Now I am recording an album and am picking up session musicians. If I have lead sheets-- guess what?-- they can just step in and play. What she tells me always comes around to be truthful. It all comes around full circle eventually.
I practice my music every day now. She has helped me to realize the value of that. When you actually do it, it makes a big difference.
With Ann, prepare yourself for a ride. She is such a grounding force, it’s hard to appreciate it at first. People have to be able to appreciate the fact that you have someone with great experience and a resume to kill for. A lot of people come in with the expectation that she is going to discover them and make the right phone call. And eventually, that’s kind of what she does, but not in the way that people might expect. She hasn’t called up the head of the record label and said, “You need to sign Britt right now.” And that’s a good thing, because I definitely wasn’t ready for that, unbeknownst to me. But what she has done is to gradually introduce me to a huge network of people.
Ann is traditional in a lot of ways, about the core of what music is about.

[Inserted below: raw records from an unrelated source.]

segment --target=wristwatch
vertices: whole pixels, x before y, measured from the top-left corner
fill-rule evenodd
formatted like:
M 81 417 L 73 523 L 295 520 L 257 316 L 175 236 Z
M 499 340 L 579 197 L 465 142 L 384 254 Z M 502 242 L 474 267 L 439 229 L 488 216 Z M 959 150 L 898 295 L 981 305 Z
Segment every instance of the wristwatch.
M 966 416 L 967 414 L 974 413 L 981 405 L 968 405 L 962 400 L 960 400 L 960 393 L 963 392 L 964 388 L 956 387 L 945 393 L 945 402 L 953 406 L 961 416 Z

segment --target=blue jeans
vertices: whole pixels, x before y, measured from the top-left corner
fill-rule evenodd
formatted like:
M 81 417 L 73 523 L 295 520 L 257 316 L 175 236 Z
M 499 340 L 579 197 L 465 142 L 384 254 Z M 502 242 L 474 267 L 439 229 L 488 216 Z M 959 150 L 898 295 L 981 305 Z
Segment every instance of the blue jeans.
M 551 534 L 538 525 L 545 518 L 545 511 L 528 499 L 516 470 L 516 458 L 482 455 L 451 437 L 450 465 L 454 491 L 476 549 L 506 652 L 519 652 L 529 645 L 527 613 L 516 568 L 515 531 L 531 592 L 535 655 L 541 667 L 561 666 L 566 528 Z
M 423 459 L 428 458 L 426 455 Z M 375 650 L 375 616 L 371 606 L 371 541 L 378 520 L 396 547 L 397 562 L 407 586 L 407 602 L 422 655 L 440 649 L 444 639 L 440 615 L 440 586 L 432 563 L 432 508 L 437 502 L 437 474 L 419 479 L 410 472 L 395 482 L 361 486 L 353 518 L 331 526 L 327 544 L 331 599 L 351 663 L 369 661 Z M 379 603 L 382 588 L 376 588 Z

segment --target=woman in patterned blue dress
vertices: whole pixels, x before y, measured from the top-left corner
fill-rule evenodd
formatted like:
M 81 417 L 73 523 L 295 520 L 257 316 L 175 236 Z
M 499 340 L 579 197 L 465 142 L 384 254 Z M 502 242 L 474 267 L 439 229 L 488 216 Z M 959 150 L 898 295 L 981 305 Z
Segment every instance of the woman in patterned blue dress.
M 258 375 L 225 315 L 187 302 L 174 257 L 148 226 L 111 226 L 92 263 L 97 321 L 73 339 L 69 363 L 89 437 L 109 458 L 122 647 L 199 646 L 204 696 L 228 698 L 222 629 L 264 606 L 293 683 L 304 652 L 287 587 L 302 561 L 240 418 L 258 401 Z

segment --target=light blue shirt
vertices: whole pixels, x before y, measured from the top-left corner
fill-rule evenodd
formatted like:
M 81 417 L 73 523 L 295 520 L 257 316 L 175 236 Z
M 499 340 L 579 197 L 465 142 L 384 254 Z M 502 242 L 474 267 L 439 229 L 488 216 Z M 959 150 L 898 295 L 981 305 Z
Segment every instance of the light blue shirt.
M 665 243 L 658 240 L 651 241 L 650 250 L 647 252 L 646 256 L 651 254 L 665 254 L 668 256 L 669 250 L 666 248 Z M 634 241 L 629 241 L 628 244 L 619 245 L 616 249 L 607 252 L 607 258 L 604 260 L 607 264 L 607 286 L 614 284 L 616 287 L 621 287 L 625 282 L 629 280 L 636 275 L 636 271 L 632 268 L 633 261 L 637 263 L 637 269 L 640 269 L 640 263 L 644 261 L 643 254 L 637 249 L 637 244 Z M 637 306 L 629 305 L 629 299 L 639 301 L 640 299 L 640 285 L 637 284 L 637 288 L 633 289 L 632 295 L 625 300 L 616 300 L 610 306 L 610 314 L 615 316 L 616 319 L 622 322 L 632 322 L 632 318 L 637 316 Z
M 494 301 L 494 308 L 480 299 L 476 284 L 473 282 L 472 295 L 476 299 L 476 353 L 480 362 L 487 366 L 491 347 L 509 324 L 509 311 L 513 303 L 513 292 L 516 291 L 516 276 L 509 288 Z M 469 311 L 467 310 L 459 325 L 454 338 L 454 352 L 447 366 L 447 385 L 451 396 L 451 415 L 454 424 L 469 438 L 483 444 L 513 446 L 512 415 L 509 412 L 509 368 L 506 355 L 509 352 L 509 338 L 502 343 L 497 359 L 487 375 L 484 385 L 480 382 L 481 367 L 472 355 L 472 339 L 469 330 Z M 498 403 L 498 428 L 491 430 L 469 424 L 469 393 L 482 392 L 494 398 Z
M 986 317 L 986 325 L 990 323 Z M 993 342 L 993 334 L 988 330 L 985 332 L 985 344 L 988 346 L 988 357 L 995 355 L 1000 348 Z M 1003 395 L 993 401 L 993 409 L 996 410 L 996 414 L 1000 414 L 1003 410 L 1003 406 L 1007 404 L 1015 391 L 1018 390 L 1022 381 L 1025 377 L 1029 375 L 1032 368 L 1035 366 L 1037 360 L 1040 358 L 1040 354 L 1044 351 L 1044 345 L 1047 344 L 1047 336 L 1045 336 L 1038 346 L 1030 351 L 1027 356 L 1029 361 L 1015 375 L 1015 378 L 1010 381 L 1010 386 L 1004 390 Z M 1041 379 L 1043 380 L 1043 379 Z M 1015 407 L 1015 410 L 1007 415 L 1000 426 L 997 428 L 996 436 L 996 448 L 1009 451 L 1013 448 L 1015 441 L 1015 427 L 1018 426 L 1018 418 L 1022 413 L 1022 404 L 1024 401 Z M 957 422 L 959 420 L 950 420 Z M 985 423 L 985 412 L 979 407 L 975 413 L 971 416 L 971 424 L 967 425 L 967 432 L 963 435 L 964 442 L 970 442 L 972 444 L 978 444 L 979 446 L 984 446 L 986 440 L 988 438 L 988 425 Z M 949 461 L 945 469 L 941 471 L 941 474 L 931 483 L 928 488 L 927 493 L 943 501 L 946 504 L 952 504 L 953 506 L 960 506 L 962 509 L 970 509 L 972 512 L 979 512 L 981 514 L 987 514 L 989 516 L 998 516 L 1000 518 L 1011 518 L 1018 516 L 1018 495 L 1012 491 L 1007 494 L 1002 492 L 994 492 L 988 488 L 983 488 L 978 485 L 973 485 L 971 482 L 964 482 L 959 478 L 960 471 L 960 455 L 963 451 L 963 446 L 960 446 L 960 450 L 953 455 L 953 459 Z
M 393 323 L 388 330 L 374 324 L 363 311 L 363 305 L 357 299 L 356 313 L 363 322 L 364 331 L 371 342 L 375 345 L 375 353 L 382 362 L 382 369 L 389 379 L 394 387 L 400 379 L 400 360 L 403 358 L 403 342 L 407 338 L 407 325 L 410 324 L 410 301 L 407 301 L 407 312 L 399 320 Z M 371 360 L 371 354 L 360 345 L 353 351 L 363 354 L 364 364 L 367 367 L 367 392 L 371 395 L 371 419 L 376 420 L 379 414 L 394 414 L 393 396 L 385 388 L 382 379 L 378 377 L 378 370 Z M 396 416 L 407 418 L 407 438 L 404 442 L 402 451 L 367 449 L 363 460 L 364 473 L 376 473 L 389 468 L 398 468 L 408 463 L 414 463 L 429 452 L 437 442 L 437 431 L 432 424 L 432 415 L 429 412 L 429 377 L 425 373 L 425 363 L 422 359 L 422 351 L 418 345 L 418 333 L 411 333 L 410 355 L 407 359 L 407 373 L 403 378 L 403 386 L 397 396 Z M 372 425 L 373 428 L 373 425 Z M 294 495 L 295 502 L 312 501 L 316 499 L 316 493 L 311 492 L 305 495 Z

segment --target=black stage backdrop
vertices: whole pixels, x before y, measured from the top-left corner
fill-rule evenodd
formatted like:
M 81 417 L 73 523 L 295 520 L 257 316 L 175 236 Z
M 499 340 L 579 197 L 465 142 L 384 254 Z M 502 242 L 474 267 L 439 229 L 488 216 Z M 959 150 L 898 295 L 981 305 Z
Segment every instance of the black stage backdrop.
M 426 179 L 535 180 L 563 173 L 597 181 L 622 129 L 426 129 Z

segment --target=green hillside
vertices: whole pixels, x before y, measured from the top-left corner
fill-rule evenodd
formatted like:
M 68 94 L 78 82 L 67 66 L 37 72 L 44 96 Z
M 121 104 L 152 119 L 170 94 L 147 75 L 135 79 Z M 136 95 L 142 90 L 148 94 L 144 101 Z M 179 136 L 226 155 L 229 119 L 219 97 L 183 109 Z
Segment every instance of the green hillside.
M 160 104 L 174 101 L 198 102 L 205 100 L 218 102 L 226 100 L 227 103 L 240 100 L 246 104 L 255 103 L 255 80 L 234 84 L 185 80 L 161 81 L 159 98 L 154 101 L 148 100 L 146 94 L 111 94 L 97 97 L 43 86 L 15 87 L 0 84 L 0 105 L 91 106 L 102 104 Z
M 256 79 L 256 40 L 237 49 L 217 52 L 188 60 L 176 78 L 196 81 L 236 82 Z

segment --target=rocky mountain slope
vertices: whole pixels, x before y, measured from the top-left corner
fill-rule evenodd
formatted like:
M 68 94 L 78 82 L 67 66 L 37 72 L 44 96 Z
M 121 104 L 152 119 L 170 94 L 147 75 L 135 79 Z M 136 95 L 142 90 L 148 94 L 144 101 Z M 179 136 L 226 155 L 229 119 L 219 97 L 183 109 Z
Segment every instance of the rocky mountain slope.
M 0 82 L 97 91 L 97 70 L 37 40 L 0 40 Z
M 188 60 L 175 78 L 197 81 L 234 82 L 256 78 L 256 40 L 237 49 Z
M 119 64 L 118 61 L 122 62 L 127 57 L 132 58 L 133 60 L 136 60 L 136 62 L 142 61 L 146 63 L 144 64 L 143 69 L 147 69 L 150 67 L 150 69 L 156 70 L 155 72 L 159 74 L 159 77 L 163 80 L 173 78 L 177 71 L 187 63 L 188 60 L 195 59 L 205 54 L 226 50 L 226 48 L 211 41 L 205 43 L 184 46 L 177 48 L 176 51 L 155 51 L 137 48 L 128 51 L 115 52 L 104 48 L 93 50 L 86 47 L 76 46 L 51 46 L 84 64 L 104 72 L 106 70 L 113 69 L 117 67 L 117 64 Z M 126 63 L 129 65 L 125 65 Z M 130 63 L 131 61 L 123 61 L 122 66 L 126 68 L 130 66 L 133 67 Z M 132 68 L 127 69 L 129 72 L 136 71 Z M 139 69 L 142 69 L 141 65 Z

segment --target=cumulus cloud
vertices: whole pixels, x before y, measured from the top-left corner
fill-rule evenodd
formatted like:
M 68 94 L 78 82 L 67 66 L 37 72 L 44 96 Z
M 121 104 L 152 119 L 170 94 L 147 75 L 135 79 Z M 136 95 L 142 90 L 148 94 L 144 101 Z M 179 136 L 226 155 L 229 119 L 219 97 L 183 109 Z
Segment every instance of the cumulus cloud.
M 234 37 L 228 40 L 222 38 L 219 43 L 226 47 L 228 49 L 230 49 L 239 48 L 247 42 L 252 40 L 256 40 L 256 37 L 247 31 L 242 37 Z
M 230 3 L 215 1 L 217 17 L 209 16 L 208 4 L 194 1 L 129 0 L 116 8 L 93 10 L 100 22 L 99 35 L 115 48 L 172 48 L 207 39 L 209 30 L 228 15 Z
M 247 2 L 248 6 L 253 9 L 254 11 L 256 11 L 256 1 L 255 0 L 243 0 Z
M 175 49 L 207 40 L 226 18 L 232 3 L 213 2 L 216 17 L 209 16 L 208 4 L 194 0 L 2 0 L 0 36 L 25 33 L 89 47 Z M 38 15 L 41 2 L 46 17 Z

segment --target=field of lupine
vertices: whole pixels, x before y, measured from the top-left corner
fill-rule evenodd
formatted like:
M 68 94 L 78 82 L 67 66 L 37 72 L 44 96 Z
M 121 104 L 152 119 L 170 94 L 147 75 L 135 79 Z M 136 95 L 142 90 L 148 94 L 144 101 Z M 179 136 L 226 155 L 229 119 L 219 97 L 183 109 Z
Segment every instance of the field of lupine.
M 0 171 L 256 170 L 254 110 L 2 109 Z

If we stray too far from that core, we are going into that area of what is bringing the music industry down. It’s easy to get caught up in what is happening with the digital age. But it comes down to this: if you can’t play, you can’t play. She teaches us how to have that staying power, in order to have heels to fall back on. She shows how to send out email blasts. She stays current, but she focuses on the core. In the flurry of everything that’s happening, people lose sight of the core of music, which is to practice every day.
She’s my teacher, but it’s more than that. She’s more like a den mother for young, up-and-coming musicians.
Her legacy is being that embracing person that takes you in and supports you in the kick-in-the-pants kind of way. Her way of loving me is to tell me to quit riding the pedal. Her way of making me a better person is telling me that I need to play my song in every key. It’s tough love. But I know that’s what I need. She challenges and pushes me to be better. One of the first times that she met me, she cornered me and said, “I think that no one has really pushed you before.” To have that tough love is actually what I needed. It’s hard to swallow, but there are very few people that can do that, so effectively, and in such a supportive way.
I know that she would do anything she could to help me, and that she is always going to do what is in my best interest. It always takes a few months to ingest what she is telling me. But she turns out to be right.
“If you don’t love me,” Ann always says, “You’re wrong, and I refuse to be offended.”